Thirdly, here I am.  My mom is going through the early stages of dementia but has many lucid times when she knows and follows what is going on.  She has 2 cats and her little dog, Piper.  Mom was just awarded Medicaid.  I don't have my mom's power of attorney.  Family decisions have been made outside of myself, that the two cats have to go because the cat hair in the kitchen is unsanitary.  I feel horrible yet no more so than my mom.  My part in this is to put the cats with a friend of mine from Fredericksburg, Kate.  Kate is a die-hard, cat advocate and has been since I met her around 17ish years ago.  Kate will take the cats but has definitely made clear her opinion that mom is better off keeping her family together, Snookie, Leo, Piper and herself.

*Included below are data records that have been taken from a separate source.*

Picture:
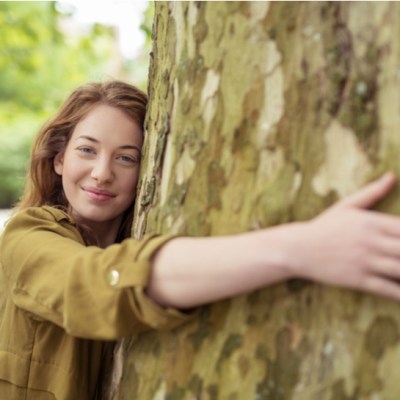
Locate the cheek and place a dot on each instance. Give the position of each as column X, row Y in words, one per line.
column 130, row 180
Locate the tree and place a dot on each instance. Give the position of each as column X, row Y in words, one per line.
column 260, row 114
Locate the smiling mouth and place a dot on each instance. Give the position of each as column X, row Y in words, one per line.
column 98, row 194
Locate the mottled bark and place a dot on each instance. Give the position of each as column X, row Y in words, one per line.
column 263, row 113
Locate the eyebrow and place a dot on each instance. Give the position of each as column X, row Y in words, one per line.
column 126, row 146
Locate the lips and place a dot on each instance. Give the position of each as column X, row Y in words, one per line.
column 97, row 194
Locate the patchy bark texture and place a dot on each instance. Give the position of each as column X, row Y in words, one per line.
column 263, row 113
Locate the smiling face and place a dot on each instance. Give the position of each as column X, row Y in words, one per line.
column 100, row 167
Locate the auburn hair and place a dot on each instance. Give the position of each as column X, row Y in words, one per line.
column 43, row 186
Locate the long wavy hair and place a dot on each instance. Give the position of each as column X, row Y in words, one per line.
column 43, row 186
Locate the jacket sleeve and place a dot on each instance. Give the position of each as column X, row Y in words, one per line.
column 90, row 292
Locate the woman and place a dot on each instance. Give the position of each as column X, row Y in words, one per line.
column 73, row 281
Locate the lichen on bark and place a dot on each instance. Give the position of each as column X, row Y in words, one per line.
column 264, row 113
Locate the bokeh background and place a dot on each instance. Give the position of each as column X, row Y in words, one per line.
column 46, row 50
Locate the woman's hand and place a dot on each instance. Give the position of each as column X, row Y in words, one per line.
column 347, row 245
column 351, row 246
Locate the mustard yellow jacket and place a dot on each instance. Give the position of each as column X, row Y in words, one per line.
column 61, row 302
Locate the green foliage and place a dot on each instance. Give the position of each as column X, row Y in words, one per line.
column 39, row 65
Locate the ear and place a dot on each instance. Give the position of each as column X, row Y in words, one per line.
column 58, row 163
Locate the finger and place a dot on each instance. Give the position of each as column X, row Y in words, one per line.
column 382, row 287
column 386, row 266
column 371, row 193
column 388, row 225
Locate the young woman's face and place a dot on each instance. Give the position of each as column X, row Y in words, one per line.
column 100, row 166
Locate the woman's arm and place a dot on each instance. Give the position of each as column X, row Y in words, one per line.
column 347, row 245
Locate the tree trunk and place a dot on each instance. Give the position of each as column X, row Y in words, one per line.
column 260, row 114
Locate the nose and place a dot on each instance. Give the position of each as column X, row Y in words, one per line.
column 102, row 170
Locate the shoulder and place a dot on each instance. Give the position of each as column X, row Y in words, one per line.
column 45, row 219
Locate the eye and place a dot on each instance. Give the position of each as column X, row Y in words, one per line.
column 85, row 150
column 128, row 159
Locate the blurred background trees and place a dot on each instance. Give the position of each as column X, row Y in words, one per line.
column 44, row 54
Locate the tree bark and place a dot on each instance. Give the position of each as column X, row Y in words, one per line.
column 260, row 114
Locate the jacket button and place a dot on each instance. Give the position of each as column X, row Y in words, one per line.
column 113, row 277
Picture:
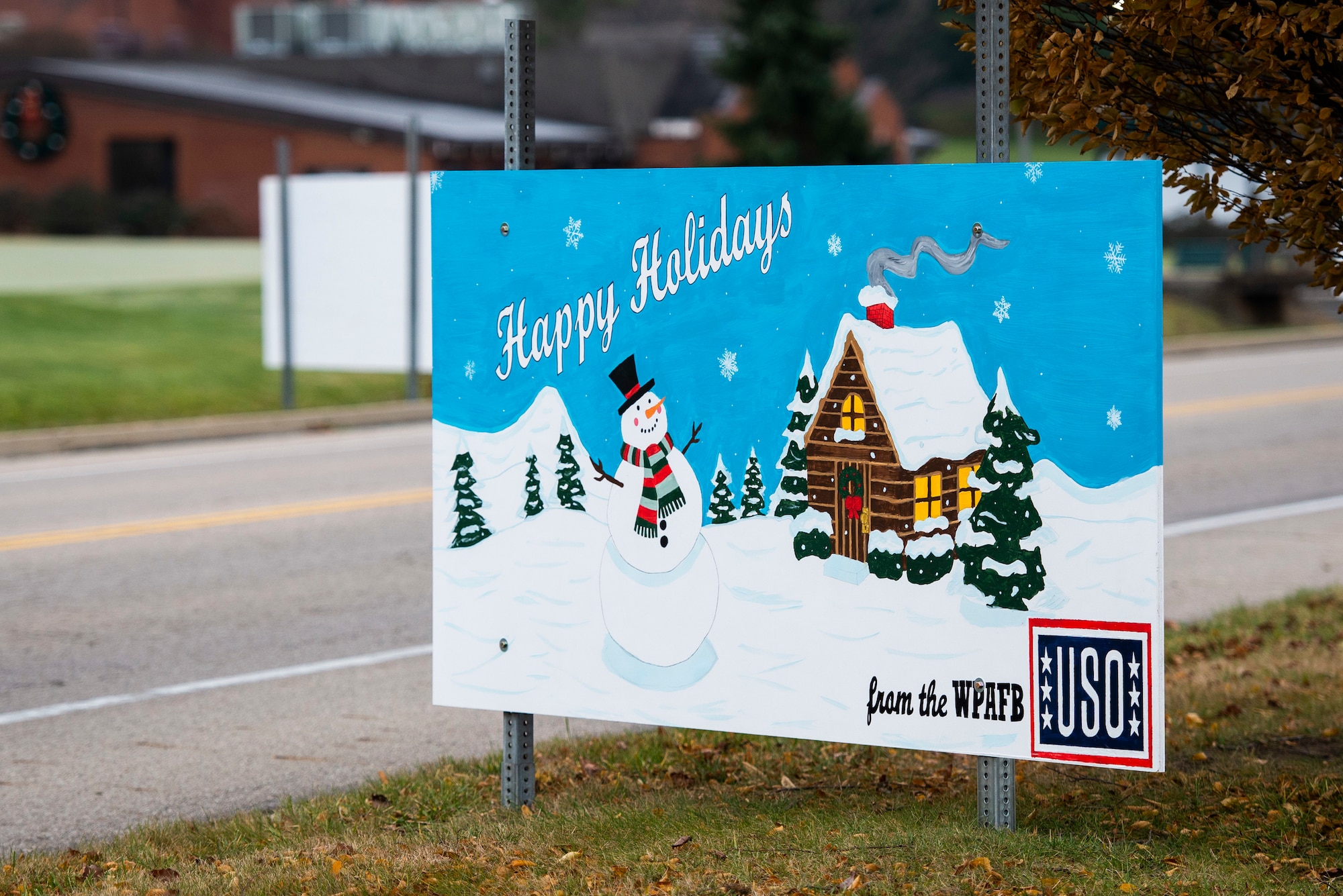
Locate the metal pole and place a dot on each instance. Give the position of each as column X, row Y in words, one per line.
column 413, row 173
column 993, row 115
column 993, row 144
column 518, row 772
column 287, row 376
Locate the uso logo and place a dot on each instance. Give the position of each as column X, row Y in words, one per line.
column 1091, row 693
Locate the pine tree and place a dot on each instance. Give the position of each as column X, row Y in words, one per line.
column 534, row 489
column 784, row 58
column 722, row 507
column 753, row 490
column 471, row 525
column 570, row 487
column 989, row 544
column 790, row 498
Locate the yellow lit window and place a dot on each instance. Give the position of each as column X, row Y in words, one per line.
column 966, row 497
column 853, row 415
column 927, row 497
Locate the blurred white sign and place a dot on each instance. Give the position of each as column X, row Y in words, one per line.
column 350, row 272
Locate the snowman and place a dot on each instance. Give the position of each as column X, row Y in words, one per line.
column 659, row 581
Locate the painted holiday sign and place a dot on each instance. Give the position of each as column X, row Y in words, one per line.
column 868, row 455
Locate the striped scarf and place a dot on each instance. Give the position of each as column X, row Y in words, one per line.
column 661, row 494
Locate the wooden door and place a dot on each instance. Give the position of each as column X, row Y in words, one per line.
column 851, row 540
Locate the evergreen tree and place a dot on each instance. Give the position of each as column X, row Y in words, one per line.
column 790, row 498
column 782, row 59
column 471, row 525
column 722, row 507
column 534, row 489
column 570, row 487
column 990, row 540
column 753, row 490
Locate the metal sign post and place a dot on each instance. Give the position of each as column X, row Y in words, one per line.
column 413, row 175
column 993, row 32
column 287, row 376
column 518, row 770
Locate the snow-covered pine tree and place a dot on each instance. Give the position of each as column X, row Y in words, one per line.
column 534, row 505
column 471, row 525
column 753, row 490
column 790, row 498
column 722, row 509
column 570, row 487
column 989, row 544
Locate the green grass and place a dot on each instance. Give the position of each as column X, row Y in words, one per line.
column 1251, row 804
column 962, row 150
column 151, row 354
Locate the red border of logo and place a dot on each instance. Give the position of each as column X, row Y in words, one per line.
column 1137, row 762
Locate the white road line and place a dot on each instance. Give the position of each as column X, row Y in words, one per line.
column 1173, row 530
column 1258, row 515
column 210, row 685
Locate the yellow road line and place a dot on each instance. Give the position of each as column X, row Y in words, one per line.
column 212, row 521
column 1254, row 400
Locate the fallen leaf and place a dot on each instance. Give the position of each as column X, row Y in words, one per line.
column 972, row 864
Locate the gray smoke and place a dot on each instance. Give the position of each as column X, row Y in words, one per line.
column 883, row 260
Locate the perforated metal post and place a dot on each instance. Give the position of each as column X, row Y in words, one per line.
column 999, row 793
column 993, row 144
column 993, row 32
column 413, row 311
column 520, row 95
column 287, row 375
column 518, row 770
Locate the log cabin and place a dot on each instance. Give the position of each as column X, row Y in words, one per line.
column 896, row 435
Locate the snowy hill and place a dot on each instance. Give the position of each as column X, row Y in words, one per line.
column 500, row 466
column 926, row 387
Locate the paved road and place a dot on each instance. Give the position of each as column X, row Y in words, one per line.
column 93, row 617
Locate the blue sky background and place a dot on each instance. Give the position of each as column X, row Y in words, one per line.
column 1079, row 340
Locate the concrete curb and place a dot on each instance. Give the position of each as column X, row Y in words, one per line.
column 1208, row 342
column 40, row 442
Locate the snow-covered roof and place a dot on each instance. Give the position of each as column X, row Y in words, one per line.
column 925, row 384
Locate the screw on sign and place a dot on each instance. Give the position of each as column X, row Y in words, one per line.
column 34, row 123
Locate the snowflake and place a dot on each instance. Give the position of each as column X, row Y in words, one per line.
column 1115, row 258
column 729, row 365
column 574, row 232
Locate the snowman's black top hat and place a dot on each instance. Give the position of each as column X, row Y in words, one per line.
column 627, row 379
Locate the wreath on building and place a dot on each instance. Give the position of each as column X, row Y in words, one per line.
column 34, row 122
column 851, row 490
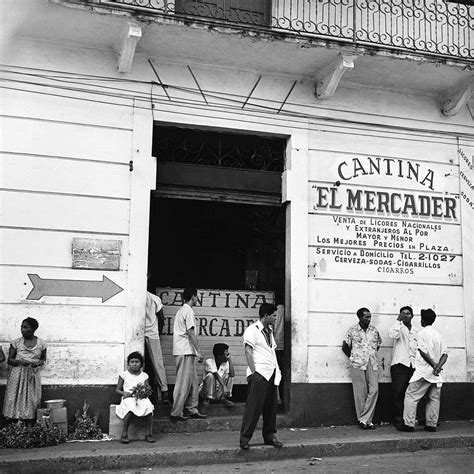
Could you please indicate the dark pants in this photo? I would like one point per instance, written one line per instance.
(261, 400)
(401, 375)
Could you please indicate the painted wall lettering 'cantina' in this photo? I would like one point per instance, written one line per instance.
(385, 219)
(221, 316)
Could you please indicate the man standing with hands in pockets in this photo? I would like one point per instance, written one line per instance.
(263, 376)
(404, 337)
(186, 351)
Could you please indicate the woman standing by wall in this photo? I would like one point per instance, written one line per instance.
(25, 357)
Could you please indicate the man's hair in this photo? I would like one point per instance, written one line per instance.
(188, 293)
(361, 311)
(428, 316)
(266, 308)
(219, 349)
(409, 308)
(32, 323)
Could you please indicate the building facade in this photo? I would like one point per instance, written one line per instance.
(333, 139)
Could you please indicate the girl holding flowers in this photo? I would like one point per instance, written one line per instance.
(133, 386)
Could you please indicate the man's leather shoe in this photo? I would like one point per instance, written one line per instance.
(403, 427)
(178, 418)
(274, 442)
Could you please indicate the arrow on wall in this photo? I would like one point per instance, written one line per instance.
(104, 289)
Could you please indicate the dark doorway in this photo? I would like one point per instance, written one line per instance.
(217, 245)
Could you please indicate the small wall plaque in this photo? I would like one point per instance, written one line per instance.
(96, 254)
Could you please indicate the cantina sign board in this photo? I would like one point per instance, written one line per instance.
(385, 220)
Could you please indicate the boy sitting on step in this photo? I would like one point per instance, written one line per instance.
(216, 386)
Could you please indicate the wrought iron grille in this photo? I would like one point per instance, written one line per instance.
(439, 27)
(230, 150)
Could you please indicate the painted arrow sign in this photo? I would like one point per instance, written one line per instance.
(104, 289)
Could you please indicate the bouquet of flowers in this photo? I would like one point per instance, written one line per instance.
(141, 390)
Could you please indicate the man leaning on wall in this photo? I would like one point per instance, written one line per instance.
(154, 322)
(361, 345)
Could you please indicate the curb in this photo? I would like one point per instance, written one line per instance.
(120, 460)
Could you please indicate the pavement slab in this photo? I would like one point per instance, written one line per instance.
(216, 447)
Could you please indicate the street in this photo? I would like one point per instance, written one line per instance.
(456, 460)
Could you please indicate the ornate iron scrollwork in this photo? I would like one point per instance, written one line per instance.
(440, 27)
(210, 148)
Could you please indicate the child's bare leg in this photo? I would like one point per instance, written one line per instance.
(126, 423)
(150, 424)
(149, 436)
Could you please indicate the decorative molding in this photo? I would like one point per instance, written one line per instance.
(459, 98)
(329, 78)
(131, 34)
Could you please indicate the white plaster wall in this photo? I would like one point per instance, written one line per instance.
(65, 169)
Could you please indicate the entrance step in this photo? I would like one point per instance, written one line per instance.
(219, 418)
(217, 409)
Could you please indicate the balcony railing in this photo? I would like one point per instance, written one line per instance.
(435, 27)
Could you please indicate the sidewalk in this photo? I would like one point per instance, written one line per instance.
(179, 449)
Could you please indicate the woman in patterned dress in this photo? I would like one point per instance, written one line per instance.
(25, 357)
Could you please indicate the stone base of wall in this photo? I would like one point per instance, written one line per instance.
(332, 403)
(310, 404)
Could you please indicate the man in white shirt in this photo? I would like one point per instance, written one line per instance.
(154, 321)
(186, 351)
(404, 337)
(430, 358)
(263, 376)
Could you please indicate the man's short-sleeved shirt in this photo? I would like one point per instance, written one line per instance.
(363, 346)
(153, 305)
(431, 343)
(183, 321)
(405, 343)
(264, 355)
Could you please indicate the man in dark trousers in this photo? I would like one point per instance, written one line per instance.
(404, 337)
(263, 376)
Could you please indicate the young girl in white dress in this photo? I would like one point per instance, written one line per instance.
(131, 406)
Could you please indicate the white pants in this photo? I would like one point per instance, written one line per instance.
(365, 385)
(415, 392)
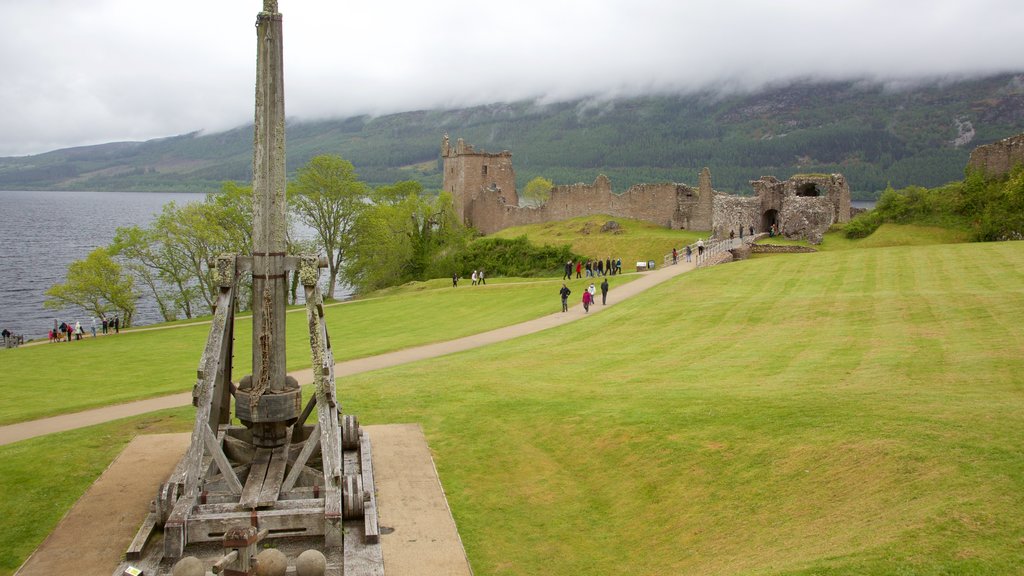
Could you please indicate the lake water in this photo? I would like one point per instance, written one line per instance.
(43, 232)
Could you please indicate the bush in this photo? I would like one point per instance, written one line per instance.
(517, 256)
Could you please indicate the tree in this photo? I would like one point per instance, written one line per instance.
(97, 285)
(328, 197)
(171, 257)
(538, 191)
(399, 240)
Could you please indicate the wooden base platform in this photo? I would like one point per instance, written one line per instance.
(418, 534)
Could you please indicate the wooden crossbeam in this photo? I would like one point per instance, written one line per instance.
(308, 449)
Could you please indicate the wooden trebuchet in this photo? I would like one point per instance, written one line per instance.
(267, 475)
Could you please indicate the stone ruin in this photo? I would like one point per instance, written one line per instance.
(803, 207)
(997, 159)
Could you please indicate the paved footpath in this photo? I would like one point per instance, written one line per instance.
(32, 428)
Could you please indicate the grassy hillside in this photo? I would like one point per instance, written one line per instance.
(634, 241)
(70, 377)
(845, 412)
(875, 135)
(853, 412)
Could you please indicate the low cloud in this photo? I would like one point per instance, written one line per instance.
(80, 73)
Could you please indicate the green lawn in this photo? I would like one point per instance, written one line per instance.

I can't take the cats myself.  I feel that I am driving in the dagger thrice in my complicity in taking her cats away.  Am I any less complicit if I let someone else do it, or is it better that I do it because she knows me and the cock crows thrice.  I am Judas.  Adding pain and fear to my mom's life and this time the dementia is not even an escape that she built before to protect her.  It eats at her, stealing a unique person from me who has forgiven over and over.  I'll do what is necessary.  I usually do in so many life decisions.  I have developed a calloused shell when dealing people I love when there are things to be done regardless of feelings and right/wrong.

Moms forgive all.  Hopefully she will forgive again.  Judas was able to complete his ultimate destruction because he could not live with what he did to Jesus.  I have to keep going because I have people and pets of my own who need me and I'll forgive hurts as they come along.  I see my mom as so fragile but I know that she is a fighter, too.  She continues to fight the good fight but should it have to be against those she loves and a mind that is slowly eating away at her.  I carry her memories and at least the knowledge of her pain. Hopefully, I can share the good with my son so he will know what Nana has done for both of us.  I just wish I didn't have to kiss her on the cheek.